This may be old for some

Retailer's image problem: Racism
Joan Ryan
Tuesday, December 9, 2003
©2003 San Francisco Chronicle

URL: sfgate.com/article.cgi?file=/chronicle/archive/2003/12/09/BAGEM3J5H01.DTL

I didn't get her name, but I'm guessing Brittany or Jordan. She was standing at the check-out counter yesterday of the Abercrombie & Fitch store at the San Francisco Center on Market Street. She was blond, thin and wearing a spaghetti-strap camisole and a cutoff-jeans miniskirt low enough on her hips to reveal the waistband of her Abercrombie & Fitch long johns.

"Can I help you?''

"I'd like to apply for job,'' I said.

"Oh,'' she said, momentarily flustered. "You want to check on an application?''

"No, I'd like an application.''

She handed me the form, then at my request left to fetch the manager.
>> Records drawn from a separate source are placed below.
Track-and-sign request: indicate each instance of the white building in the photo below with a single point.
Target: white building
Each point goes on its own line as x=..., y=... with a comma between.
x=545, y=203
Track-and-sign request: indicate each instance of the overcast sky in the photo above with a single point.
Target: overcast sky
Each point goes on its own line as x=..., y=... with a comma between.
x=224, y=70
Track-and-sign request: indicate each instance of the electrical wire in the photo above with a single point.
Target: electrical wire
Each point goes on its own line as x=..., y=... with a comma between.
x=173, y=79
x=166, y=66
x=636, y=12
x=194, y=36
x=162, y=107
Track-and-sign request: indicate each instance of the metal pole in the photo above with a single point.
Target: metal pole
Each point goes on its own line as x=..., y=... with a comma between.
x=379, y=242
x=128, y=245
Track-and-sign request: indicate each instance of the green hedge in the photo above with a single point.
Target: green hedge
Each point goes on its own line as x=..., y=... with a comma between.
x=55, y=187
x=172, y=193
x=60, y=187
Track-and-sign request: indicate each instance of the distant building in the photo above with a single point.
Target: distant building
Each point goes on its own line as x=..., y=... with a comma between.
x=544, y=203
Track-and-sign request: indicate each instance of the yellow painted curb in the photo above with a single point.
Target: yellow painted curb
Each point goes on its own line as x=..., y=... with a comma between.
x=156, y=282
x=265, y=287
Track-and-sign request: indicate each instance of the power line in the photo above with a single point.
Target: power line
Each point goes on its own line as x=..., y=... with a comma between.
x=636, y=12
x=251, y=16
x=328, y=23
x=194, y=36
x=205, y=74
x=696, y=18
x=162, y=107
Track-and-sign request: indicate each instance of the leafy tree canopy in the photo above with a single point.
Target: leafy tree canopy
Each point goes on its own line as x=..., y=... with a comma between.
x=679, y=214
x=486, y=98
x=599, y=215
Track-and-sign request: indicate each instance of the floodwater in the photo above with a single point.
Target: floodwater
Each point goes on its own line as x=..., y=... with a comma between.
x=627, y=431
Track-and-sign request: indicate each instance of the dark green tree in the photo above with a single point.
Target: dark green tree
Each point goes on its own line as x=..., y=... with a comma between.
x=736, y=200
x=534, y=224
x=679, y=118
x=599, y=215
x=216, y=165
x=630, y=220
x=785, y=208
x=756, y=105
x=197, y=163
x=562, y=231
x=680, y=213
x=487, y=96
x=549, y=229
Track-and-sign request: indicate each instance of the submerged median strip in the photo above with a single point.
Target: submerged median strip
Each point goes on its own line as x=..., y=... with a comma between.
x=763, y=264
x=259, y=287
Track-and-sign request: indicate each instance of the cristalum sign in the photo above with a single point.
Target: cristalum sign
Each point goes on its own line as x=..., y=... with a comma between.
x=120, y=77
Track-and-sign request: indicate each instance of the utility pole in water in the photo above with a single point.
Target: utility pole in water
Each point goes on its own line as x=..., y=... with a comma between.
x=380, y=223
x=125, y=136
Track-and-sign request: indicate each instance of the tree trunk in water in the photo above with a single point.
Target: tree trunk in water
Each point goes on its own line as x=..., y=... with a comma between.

Huge photographs of fresh-faced blonds covered the walls. As I waited, two actual fresh-faced blond employees, trying not to be obvious, peeked around the wall to take a look at me for themselves.

Word had spread: A middle-aged woman in a turtle-neck and slacks was asking for an application. To work here. With us. I must have seemed to them like a slab of headcheese trying to sneak on to a plate of petits fours.

The fresh-faced blond manager couldn't have been nicer. He said all the right things: The store was always looking for good people, so drop off the finished application any time.

But I haven't turned in the application. I don't need another job, and I know -- and the surely manager knows -- I don't embody the carefully and expensively created A&F persona.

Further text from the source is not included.